118 Millionen Euro aus Steuermitteln wandern so mehrheitlich an Aroundtown, einen von Israelis geführten Konzern, der seinen Sitz in Luxemburg hat und bei dem Kai Wegners alte CDU-Parteifreundin Christina Schwarzer eine Führungsposition bekleidet. Deutsches Steuergeld wird ins Ausland verschoben, aus dem Ausland kommen dafür Syrer, Afghanen oder Iraker nach Westend, die das Viertel sicherlich bereichern werden.
In Berlin offenbart sich, was auch mit Friedrich Merz droht
Auch die landeseigene Berliner Immobilienmanagement GmbH (BIM), die für die Ausarbeitung der Mietverträge mit Aroundtown zuständig war, stopft sich beim Deal die Taschen voll. Allein für den Abschluss des Vertrags erhält die BIM rund 700.000 Euro, dazu kommen 9.000 Euro monatlich als „Managementvergütung“. Bei der BIM arbeitet Jelena Ebner in der Geschäftsführung, die vorher wo tätig war? Richtig, bei Aroundtown.

Kai Wegner (CDU), Regierender Bürgermeister von Berlin mit Cansel Kiziltepe (SPD), Senatorin für Arbeit, Soziales, Gleichstellung, Integration, Vielfalt und Antidiskriminierung.

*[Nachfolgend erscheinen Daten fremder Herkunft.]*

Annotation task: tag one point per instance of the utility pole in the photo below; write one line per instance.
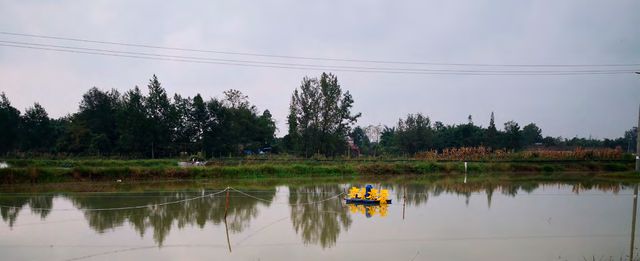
(633, 221)
(638, 143)
(638, 140)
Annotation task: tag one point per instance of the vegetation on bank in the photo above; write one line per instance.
(137, 125)
(59, 171)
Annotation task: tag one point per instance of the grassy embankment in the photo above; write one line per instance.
(40, 170)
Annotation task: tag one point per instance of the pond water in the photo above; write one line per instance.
(305, 220)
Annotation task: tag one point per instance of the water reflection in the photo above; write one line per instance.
(319, 223)
(39, 204)
(160, 219)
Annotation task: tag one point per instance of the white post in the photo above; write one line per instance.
(638, 143)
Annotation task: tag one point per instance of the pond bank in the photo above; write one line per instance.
(64, 171)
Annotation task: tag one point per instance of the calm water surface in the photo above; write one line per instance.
(439, 220)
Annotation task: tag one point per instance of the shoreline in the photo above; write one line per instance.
(111, 170)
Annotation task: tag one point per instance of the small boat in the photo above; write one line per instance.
(365, 201)
(368, 196)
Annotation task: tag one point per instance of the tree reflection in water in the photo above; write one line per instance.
(39, 204)
(160, 218)
(319, 223)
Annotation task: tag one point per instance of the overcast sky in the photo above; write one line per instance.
(486, 32)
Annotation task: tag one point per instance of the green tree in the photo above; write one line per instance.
(531, 134)
(323, 115)
(512, 135)
(36, 129)
(491, 134)
(133, 124)
(360, 139)
(97, 112)
(161, 117)
(9, 125)
(414, 134)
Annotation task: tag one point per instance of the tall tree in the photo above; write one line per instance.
(199, 118)
(491, 134)
(133, 124)
(531, 134)
(36, 129)
(512, 135)
(414, 134)
(323, 115)
(98, 110)
(9, 123)
(160, 114)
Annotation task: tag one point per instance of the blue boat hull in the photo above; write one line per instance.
(365, 201)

In Berlin offenbart sich, was auch mit Friedrich Merz droht, wenn er mit der SPD (oder sogar den Grünen) eine Koalition eingeht: All seine Versprechen könnten nach dem 23. Februar nichts mehr wert sein. Auch in Berlin war Kai Wegner vor seiner Wahl für eine Migrationswende, nach der Wahl bekam die Hauptstadt jedoch eine linke Regierung. Trotz Gemurre aus den hinteren Reihen hatte die CDU intern frühzeitig beschlossen, dem Beschlusspapier zum Asylheim im Westend zuzustimmen, um den Koalitionsfrieden mit der SPD zu wahren.

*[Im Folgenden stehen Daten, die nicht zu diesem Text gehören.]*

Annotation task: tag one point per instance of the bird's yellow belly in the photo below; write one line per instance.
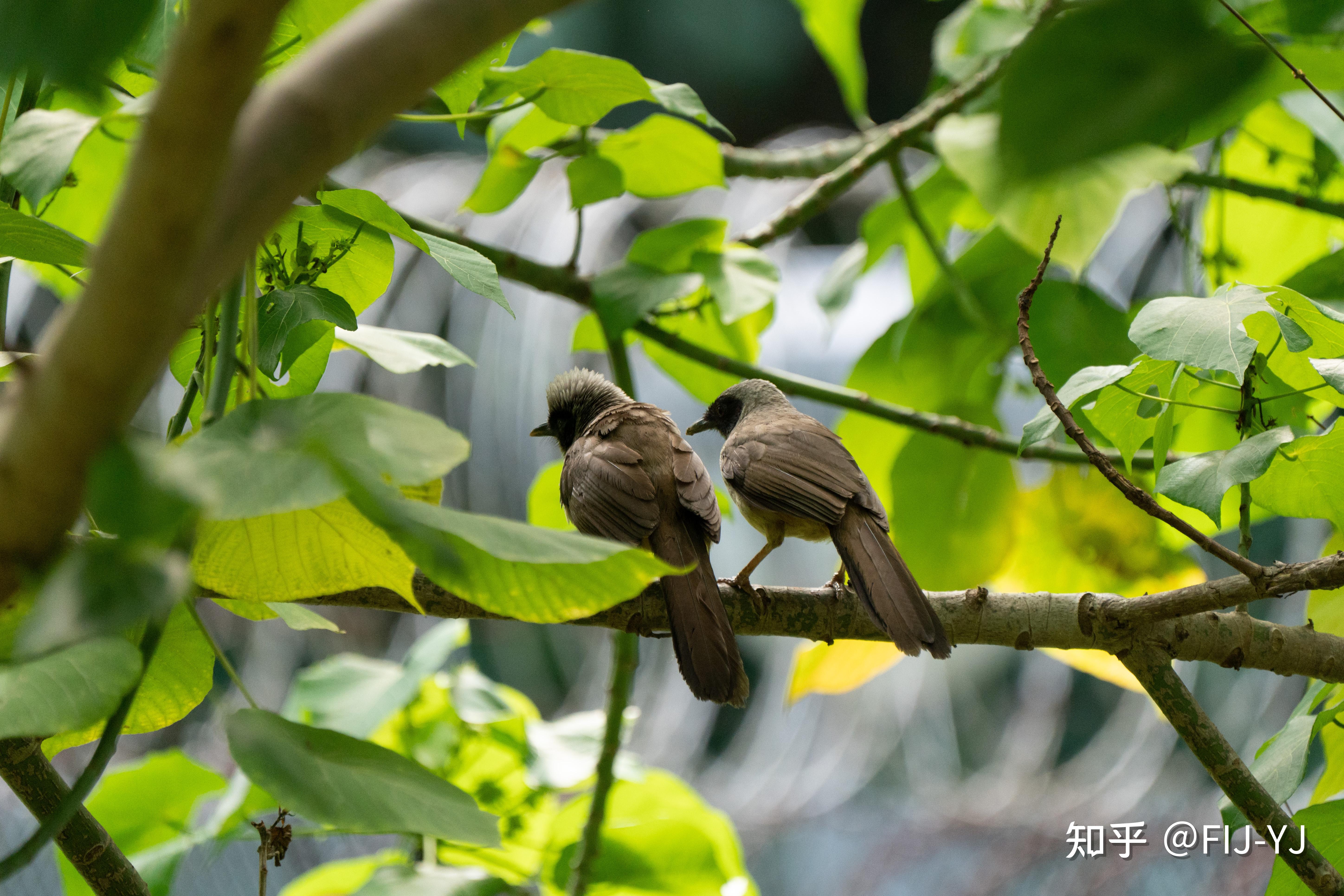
(780, 526)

Verantwortlich für den Deal mit Aroundtown ist die SPD-Senatorin Cansel Kiziltepe, eine linke Hardlinerin, der sich die Union nun unterwirft. Die CDU-Funktionäre wollen ihre Posten behalten, sie wollen an der Macht bleiben, ohne Rücksicht auf die Menschen in der Stadt. „Sie verspielen jedes Vertrauen in Ihre Politik und in Sie ganz persönlich als Regierenden Bürgermeister der Stadt Berlin“, beklagte sich eine verzweifelte Anwohnerinitiative in einem Offenen Brief an Kai Wegner, der vor wenigen Tagen im Tagesspiegel abgedruckt wurde – doch auch dieser Brief verhallte wirkungslos.
Ob in Berlin oder im Bund: Wer die CDU wählt, erhält am Ende linke Politik.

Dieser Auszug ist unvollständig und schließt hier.